Libiąż
Obelisku jak nie było, tak nie ma
Zlikwidowany w ramach dekomunizacji pomnik partyzantów, stojący w libiąskim lesie, miał zastąpić obelisk z tablicą upamiętniającą. Dlaczego jeszcze nie stanął?
Przypomnijmy, że wojewoda w marcu ubiegłego roku nałożył na Nadleśnictwo Chrzanów obowiązek usunięcia pomnika. Posiłkował się opinią Instytutu Pamięci Narodowej. Ta koncentrowała się na Armii Ludowej, której skrót (A.L.) widniał na zamontowanej na pomniku tablicy. Do formacji tej należeli upamiętnieni, libiąscy partyzanci. Zginęli 6 maja 1944 roku, w otoczonym przez Niemców bunkrze lub obozie.

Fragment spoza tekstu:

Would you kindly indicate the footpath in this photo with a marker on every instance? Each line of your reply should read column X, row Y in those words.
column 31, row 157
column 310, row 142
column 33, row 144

Po usunięciu pomnika burmistrz Jacek Latko zapowiedział, że gmina zainicjuje jakąś formę upamiętnienia poległych partyzantów. Chodzi o ustawienie obelisku wykonanego z libiąskiego dolomitu, a także utwardzenie terenu wokół. Pojawiły się jednak kontrowersje dotyczące napisu na tablicy, która ma się na nim znaleźć.
Na starej była informacja dotycząca 9 partyzantów. W ustnych przekazach mieszkańcy wymieniają jednak inne liczby.
Burmistrz zwrócił się więc z prośbą o wyjaśnienie tej kwestii do Państwowego Muzeum Auschwitz-Birkenau w Oświęcimiu, a także do Instytutu Pamięci Narodowej. IPN zlecił wykonanie szczegółowej kwerendy historycznej, która wciąż trwa. W gminie tłumaczą, że czekają na jej wynik.
Komentarze
3 komentarzy
Arsenal Londyn?
Chwała Bohaterom !!!
Humbejwini z Nadleśnictwa Chrzanów wykazali się niewiarygodną nadgorliwością w wykonywaniu zaleceń IPN. Nikt nie kazał im zrównać z ziemią pomnika i zaorać terenu, wystarczyło zmienić napis, raz już przecież zdekomunizowany w 1993, wnioskując z daty na zdjęciu. Jeżeli rzeczywiście aż tak raził skrót A.L., z którego rozszyfrowaniem i tak nie poradziłaby sobie większość społeczeństwa.